Iterative Refinement

Confidence: Tier 2 — Validated pattern observed across many Claude Code users.

Prompt, observe, reprompt until satisfied. The core loop of effective AI-assisted development.


  1. TL;DR
  2. The Loop
  3. Feedback Patterns
  4. Autonomous Loops
  5. Integration with Claude Code
  6. Script Generation Workflow
  7. Iteration Strategies
  8. Anti-Patterns
  9. Community Patterns & Known Limitations
  10. See Also

1. Initial prompt with clear goal
2. Claude produces output
3. Evaluate against criteria
4. Specific feedback: "Change X because Y"
5. Repeat until done

Key insight: Specific feedback > vague feedback


Start with clear intent and constraints:

Create a React component for a user profile card.
- Show avatar, name, bio
- Include edit button
- Use Tailwind CSS
- Mobile-responsive

Claude produces code. Evaluate:

  • Does it meet requirements?
  • What’s missing?
  • What’s wrong?
  • What could be better?

Provide targeted corrections:

Good start. Changes needed:
1. Avatar should be circular, not square
2. Edit button should only show for own profile (add isOwner prop)
3. Bio should truncate after 3 lines with "Show more"

Continue until satisfied:

Better. One more thing:
- Add loading skeleton state for when data is fetching

PatternExample
Specific location”Line 23: change === to ==
Clear action”Add error boundary around the form”
Reason given”Remove the console.log because it leaks user data”
Priority marked”Critical: fix the SQL injection. Nice-to-have: add pagination.”
Anti-PatternWhy It FailsBetter Alternative
”Make it better”No direction”Improve readability by extracting the validation logic"
"This is wrong”No specifics”The date format should be ISO 8601, not Unix timestamp"
"I don’t like it”Subjective”Use functional components instead of class components"
"Fix the bugs”Too vague”Fix: 1) null check on line 12, 2) off-by-one in loop”

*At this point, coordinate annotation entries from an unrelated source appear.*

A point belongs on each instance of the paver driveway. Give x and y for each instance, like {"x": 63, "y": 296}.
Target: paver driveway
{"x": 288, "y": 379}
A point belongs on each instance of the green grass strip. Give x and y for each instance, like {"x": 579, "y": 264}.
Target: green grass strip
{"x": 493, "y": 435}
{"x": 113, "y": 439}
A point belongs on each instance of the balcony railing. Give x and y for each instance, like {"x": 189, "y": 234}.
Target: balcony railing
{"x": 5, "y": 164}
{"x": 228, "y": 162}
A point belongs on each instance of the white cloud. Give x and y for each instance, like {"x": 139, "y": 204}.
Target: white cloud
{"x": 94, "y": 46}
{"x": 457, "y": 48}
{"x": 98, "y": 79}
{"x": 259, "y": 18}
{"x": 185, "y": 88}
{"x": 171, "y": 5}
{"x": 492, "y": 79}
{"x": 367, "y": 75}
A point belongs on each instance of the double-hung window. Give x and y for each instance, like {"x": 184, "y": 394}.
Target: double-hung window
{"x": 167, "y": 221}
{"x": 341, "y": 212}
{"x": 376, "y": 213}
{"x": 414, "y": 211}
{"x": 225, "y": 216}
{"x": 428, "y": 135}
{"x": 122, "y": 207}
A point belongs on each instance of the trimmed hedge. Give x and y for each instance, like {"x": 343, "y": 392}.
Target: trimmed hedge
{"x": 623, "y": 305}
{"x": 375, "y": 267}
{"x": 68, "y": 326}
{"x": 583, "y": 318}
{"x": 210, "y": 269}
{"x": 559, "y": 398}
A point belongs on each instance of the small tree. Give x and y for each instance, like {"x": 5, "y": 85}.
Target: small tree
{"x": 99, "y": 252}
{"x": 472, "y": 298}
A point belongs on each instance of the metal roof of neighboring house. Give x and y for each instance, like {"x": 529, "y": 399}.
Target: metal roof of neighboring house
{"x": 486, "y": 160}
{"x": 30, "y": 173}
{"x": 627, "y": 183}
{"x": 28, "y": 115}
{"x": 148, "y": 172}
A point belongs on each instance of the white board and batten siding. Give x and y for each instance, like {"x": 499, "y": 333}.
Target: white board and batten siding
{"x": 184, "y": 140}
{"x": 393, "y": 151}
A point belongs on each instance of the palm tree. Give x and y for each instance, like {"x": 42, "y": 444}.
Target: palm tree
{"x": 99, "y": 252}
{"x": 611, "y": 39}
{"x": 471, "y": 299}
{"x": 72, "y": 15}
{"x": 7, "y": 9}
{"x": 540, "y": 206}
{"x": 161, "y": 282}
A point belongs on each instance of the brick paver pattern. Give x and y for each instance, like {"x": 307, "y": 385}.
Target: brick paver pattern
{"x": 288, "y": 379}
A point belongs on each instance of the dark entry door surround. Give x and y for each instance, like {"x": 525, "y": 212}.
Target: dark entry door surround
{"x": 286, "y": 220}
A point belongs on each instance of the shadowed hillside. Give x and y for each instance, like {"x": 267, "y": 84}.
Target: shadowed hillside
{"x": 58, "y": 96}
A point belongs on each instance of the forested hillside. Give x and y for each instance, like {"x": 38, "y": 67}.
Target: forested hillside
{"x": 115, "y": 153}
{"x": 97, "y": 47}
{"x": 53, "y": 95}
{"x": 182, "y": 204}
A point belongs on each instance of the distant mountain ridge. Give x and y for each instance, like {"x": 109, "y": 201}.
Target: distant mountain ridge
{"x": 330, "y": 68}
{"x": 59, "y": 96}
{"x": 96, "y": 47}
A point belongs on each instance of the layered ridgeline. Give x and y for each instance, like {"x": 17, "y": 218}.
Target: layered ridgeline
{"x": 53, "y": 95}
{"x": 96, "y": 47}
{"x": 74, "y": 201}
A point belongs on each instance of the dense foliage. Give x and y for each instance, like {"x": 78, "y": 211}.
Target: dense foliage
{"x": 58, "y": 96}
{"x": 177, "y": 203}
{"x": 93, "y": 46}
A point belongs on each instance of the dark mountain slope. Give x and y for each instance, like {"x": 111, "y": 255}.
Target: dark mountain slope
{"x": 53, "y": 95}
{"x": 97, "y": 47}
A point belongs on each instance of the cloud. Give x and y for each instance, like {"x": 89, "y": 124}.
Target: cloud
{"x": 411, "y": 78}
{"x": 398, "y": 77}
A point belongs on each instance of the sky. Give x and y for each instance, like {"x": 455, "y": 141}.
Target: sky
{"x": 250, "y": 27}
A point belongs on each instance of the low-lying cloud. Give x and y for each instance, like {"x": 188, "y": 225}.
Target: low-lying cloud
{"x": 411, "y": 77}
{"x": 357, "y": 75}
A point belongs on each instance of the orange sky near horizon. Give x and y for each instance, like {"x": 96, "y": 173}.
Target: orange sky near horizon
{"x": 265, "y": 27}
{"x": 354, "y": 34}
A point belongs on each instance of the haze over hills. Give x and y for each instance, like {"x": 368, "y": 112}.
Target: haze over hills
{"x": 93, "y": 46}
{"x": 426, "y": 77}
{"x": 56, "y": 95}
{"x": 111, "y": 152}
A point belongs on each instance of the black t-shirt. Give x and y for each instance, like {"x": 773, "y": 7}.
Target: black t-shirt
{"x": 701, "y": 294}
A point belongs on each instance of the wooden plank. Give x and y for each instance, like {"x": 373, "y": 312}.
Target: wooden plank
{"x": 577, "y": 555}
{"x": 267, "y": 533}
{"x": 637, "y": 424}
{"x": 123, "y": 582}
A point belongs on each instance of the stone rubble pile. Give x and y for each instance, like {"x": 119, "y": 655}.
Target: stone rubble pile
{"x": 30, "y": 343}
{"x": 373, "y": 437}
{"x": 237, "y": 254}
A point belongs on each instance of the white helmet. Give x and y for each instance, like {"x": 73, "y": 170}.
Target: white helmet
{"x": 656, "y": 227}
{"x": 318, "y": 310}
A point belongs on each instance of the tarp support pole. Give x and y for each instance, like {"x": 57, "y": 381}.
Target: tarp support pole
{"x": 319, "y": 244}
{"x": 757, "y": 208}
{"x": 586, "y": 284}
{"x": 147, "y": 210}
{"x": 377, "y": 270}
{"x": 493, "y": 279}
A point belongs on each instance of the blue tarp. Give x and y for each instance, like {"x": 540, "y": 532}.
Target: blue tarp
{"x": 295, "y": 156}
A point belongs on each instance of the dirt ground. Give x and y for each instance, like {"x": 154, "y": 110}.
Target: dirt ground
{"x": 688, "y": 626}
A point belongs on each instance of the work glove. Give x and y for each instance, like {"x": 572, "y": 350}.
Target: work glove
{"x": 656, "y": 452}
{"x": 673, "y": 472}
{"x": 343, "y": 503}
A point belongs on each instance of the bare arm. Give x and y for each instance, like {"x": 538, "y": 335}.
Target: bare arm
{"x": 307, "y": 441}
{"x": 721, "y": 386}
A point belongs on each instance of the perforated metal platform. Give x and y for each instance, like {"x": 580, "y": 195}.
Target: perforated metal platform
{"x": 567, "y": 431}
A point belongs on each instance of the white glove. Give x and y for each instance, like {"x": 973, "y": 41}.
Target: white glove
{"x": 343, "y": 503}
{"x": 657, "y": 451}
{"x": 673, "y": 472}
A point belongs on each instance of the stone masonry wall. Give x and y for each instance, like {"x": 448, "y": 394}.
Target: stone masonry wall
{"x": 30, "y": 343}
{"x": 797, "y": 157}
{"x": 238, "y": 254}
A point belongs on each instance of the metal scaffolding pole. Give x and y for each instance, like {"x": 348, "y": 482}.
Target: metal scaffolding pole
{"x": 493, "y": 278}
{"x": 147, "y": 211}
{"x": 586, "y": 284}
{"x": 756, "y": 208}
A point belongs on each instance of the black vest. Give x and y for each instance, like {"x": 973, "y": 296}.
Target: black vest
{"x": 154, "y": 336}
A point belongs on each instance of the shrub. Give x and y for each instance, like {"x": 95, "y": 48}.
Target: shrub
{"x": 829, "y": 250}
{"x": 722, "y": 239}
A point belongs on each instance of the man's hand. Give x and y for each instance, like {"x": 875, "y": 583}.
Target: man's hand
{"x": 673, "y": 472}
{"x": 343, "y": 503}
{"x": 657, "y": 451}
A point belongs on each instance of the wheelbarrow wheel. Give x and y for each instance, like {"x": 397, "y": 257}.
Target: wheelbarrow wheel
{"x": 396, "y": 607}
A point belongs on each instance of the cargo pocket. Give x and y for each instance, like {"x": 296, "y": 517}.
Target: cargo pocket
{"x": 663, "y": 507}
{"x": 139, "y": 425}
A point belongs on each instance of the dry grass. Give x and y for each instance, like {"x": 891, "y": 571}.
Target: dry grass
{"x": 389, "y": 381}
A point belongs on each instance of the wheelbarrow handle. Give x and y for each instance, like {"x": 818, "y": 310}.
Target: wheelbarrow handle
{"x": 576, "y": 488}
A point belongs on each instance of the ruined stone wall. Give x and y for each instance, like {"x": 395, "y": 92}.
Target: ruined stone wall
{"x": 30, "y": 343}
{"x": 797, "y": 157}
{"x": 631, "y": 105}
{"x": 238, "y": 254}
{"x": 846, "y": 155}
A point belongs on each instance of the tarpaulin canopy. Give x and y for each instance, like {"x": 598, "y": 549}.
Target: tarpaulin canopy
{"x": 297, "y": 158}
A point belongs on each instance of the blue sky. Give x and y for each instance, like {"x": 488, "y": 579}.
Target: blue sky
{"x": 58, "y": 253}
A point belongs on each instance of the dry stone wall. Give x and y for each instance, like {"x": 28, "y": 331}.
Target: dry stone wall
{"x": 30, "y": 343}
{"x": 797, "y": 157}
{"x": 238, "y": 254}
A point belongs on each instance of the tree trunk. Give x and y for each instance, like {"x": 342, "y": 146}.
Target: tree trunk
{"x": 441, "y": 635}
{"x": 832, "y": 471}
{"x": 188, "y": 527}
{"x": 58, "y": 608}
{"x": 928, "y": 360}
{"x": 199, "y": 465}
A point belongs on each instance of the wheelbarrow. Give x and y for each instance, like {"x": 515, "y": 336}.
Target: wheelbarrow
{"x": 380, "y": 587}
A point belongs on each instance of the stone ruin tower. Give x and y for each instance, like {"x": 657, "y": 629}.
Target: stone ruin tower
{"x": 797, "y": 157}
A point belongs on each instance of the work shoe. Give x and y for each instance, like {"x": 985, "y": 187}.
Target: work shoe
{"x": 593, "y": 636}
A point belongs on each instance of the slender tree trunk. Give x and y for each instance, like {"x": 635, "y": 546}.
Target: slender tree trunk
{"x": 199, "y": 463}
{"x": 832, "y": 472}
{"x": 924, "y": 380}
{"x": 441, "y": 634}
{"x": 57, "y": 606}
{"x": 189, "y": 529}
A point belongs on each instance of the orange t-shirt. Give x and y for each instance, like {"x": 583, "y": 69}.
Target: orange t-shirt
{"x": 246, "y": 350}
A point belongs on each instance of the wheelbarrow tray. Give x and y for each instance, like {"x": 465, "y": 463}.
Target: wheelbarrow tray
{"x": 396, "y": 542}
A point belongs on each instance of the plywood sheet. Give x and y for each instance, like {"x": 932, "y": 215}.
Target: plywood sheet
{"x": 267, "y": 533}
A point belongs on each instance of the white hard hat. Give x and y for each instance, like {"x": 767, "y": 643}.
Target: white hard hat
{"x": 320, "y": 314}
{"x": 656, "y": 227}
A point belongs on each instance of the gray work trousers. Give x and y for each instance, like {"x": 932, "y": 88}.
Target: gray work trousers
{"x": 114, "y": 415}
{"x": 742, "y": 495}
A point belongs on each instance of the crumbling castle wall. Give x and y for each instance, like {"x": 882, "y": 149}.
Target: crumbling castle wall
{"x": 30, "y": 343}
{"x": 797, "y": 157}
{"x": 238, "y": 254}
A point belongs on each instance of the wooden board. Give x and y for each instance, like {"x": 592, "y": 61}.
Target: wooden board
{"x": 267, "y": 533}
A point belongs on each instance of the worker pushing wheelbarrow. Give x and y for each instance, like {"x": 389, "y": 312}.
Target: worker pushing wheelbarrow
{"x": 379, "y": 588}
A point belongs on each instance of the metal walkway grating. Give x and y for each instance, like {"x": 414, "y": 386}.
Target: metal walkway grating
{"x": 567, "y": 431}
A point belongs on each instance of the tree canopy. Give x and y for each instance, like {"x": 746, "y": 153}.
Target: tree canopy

Claude can self-iterate with clear completion criteria.

Named after the self-improvement loop pattern:

Keep improving the code quality until:
1. All tests pass
2. No TypeScript errors
3. ESLint shows zero warnings
After each iteration, run the checks and fix any issues.
Stop when all criteria are met.
Iterate until:
- Response time < 100ms for 95th percentile
- Test coverage > 80%
- All accessibility checks pass
- Bundle size < 200KB

Always set limits to prevent infinite loops:

Improve the algorithm performance.
Maximum 5 iterations.
Stop early if improvement < 5% between iterations.

Track refinement iterations using TaskCreate and TaskUpdate:

TaskCreate: "Implement initial version"
TaskCreate: "Fix: handle empty arrays"
TaskCreate: "Fix: add input validation"
TaskCreate: "Optimization: memoize expensive calculations"
# Mark completed as you progress with TaskUpdate

Auto-validate after each change using Claude Code hooks (configured via /hooks command or settings.json). For example, a PostToolUse hook on the Edit tool can run linting and tests automatically. Claude sees failures and can self-correct.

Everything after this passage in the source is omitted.